I'm really bothered personally by some of the assumptions I've seen made in this thread. I should preface this by saying that A: I'm a white cis male, so I lack any personal experience of what other people have experienced and B: I'm personally emotionally close to this issue because my SO is feminine according to traditional gender appearance norms but was AMAB, identifies as male, and is happiest looking traditionally feminine and having male genitalia.
I'm not posting to defend CDProjekt or their use of this image in the game (who I'm not a super big fan of) and I'm not giving them the benefit of the doubt. I'm posting because someone of the assumptions made and attitudes displayed personally bother me and could affect my SO who is very dear to me. I've tried to make the tone of this post calm and civil, but it WAS written from an emotionally charged place and I feel that it is important to get not just my thoughts but my feelings across on some of this. Also, I wrote this before the thread was locked, so this is written from the context of the things that were said in the first 200 or so posts.

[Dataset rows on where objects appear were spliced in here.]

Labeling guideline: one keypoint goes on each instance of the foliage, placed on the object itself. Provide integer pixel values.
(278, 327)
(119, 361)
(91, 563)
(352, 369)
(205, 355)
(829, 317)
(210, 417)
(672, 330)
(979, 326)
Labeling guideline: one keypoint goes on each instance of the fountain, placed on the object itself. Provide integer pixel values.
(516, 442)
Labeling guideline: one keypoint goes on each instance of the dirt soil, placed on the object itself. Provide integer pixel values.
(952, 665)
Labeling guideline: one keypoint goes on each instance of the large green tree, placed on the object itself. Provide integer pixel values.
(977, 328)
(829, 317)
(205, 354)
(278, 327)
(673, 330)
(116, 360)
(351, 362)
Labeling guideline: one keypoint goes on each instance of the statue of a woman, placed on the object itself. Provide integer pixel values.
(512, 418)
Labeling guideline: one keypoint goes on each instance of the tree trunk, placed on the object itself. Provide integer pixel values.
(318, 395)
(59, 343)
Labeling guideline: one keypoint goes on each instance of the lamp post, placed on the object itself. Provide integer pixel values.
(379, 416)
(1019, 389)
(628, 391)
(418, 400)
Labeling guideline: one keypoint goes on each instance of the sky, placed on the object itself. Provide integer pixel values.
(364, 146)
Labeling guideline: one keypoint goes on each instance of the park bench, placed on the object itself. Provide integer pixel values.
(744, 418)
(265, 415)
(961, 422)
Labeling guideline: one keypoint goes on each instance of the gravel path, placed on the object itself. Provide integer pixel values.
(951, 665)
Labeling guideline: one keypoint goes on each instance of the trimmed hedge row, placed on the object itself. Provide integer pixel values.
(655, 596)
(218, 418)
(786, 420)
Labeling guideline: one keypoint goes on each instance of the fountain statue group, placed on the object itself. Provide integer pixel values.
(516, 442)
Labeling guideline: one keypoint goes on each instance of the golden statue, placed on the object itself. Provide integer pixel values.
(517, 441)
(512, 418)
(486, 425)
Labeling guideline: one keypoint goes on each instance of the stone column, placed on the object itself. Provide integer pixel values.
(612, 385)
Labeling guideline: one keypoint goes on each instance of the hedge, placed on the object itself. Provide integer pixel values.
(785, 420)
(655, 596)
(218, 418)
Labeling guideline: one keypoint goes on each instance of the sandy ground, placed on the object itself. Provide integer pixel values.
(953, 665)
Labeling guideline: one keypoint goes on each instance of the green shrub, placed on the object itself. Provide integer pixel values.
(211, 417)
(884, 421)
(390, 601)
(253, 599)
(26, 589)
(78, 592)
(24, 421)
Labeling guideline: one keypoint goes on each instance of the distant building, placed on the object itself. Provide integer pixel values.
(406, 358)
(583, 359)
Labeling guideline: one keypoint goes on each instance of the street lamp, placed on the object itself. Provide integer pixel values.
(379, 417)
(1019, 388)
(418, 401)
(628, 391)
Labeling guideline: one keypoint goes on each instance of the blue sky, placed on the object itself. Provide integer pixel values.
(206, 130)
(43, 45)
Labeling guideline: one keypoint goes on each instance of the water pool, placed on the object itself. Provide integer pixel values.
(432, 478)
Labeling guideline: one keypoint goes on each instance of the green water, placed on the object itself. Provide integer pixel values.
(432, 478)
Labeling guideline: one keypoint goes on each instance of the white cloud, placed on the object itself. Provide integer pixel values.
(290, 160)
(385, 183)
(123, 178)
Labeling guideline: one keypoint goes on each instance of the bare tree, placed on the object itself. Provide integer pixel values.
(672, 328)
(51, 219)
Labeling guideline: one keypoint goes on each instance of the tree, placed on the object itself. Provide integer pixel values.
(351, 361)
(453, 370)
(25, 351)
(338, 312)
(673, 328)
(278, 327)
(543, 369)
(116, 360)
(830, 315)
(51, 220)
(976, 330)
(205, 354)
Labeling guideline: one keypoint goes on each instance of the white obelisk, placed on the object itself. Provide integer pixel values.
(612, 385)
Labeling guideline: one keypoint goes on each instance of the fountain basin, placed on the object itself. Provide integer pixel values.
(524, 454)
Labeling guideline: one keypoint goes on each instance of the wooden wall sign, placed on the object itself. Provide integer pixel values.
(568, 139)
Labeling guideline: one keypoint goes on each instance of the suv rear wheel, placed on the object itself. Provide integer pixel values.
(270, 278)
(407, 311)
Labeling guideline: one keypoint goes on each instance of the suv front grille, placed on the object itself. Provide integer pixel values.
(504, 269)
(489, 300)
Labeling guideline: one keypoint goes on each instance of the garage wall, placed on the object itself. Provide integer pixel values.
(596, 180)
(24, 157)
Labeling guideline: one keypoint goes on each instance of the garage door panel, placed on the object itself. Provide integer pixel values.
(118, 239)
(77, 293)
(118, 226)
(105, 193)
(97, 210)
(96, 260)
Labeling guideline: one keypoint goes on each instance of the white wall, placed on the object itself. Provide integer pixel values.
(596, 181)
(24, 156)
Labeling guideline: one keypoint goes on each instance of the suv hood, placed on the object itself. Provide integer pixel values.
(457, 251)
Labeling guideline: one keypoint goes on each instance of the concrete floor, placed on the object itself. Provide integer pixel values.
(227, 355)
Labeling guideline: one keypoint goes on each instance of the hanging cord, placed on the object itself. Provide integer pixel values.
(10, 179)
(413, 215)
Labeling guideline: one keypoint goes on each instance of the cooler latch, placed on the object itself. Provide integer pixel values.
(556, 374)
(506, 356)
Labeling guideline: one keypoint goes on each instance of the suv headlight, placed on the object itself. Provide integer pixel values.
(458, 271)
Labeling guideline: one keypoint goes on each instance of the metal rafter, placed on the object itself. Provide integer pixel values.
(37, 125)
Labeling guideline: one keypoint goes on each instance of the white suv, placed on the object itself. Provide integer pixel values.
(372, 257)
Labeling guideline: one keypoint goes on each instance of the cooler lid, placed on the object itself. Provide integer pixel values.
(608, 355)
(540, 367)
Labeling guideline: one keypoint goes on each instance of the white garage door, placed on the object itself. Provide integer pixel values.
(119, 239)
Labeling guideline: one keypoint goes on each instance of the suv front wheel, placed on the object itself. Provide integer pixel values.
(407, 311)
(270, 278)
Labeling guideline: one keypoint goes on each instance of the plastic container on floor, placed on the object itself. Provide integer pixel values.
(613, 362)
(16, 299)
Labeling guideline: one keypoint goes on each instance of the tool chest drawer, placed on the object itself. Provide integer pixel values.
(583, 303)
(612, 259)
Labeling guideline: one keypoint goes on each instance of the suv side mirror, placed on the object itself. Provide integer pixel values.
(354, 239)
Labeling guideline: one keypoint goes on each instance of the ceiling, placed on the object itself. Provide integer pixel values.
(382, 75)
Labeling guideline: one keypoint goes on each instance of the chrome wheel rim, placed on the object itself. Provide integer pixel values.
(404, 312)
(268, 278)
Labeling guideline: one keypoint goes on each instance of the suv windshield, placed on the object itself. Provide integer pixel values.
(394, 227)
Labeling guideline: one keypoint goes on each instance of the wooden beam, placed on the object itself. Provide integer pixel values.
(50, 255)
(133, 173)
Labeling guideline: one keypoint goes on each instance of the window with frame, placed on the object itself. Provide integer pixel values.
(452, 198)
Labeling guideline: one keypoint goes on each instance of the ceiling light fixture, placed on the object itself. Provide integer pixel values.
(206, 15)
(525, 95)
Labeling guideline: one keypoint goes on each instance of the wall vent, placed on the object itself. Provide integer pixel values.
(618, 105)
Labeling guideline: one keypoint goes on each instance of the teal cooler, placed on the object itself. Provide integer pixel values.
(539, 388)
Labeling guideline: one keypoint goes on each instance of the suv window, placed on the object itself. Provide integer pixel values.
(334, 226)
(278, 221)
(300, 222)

I'm bothered by the assumption that simply because someone looks feminine according to traditional gender norms and has a penis they must be transgender. There are a number of other reasons I can think of for someone to appear traditionally feminine and have a penis, regardless of how they identify. Other gender identities, subcultures, aesthetics. I'm not going to enumerate them; I would probably miss some and I really shouldn't need to for my point to get across. This particular assumption is also complicated by the fact that this is a cyberpunk game based on a cyberpunk game based on another cyberpunk game based on cyberpunk fiction from the 80s. Cyberpunk isn't synonymous with transhumanism, but it definitely overlaps and transhuman themes have been leaking into cyberpunk ever since it got out of the 80s. One of these is the blurring of gender, sex, or at least of traditional gender norms. Another is an increasing normalization of sex in all its forms.
I'm particularly bothered by this assumption because actions and words coming from beliefs built on this assumption caused my SO to struggle with their identity for years. Simply being more accepting of those who don't fit the accepted boxes could have made their life a lot better, sooner.
I'm bothered by the assumption that depicting a person who IS trans with a penis in a sexual manner must be fetishism of trans people and the claim that we should always assume that it is. There are many people who are trans but have no desire or intention to undergo bottom surgery. Rare though they seem, there are people who might undergo bottom surgery in the future but are at least comfortable with the genitalia they have. Is it really fetishism to allow them the same treatment in media that cis men and women get? Sex has been used in advertising for a long time, sometimes subtly, sometimes blatantly. Sexual advertisements are particularly non-surprising in a cyberpunk work where corporations and their ad material rule the world. The genitalia of the subject of the in-universe ad are definitely the focus, but is this any different than how a sexually charged ad might focus on someone else's genitalia or secondary sexual characteristics? Are non-op, pre-op trans people or others not allowed to participate in advertisements or other works in the same way as someone else because someone might fetishize them?
I am personally bothered by this because to decry a fictional representation of something is not far away from trying to deny real representations, and that affects my SO and others like them. More importantly in the general and the short term, non-op trans people have gotten a lot of hate, even from other trans people. I've seen it in certain trans-focused online communities and my SO experienced it in real life. It has improved recently but the bigotry and mistreatment is not gone. Treating any sexualized depiction of a traditionally feminine person with a penis as a fetishized depiction of a trans person is unquestionably marginalizing non-op trans people and the other groups I mentioned earlier even if the marginalization is unintended. Decrying that depiction could result in disenfranchising those people. To me it seems awfully similar to the attitude that only 'passing' traditionally attractive trans people should be public representations of the trans community, a position that is harmful and in my opinion unneccesarily and sometimes intentionally cruel to those who might not pass or be traditionally attractive.
That all said, I wouldn't really be surprised if it turns out that many people who work at CD Projekt have less than respectful ideas of and on trans people and this image was made by them. But CD Projekt's intentions don't change the reactions some people have already had and how their attitudes can affect people, including one close to me.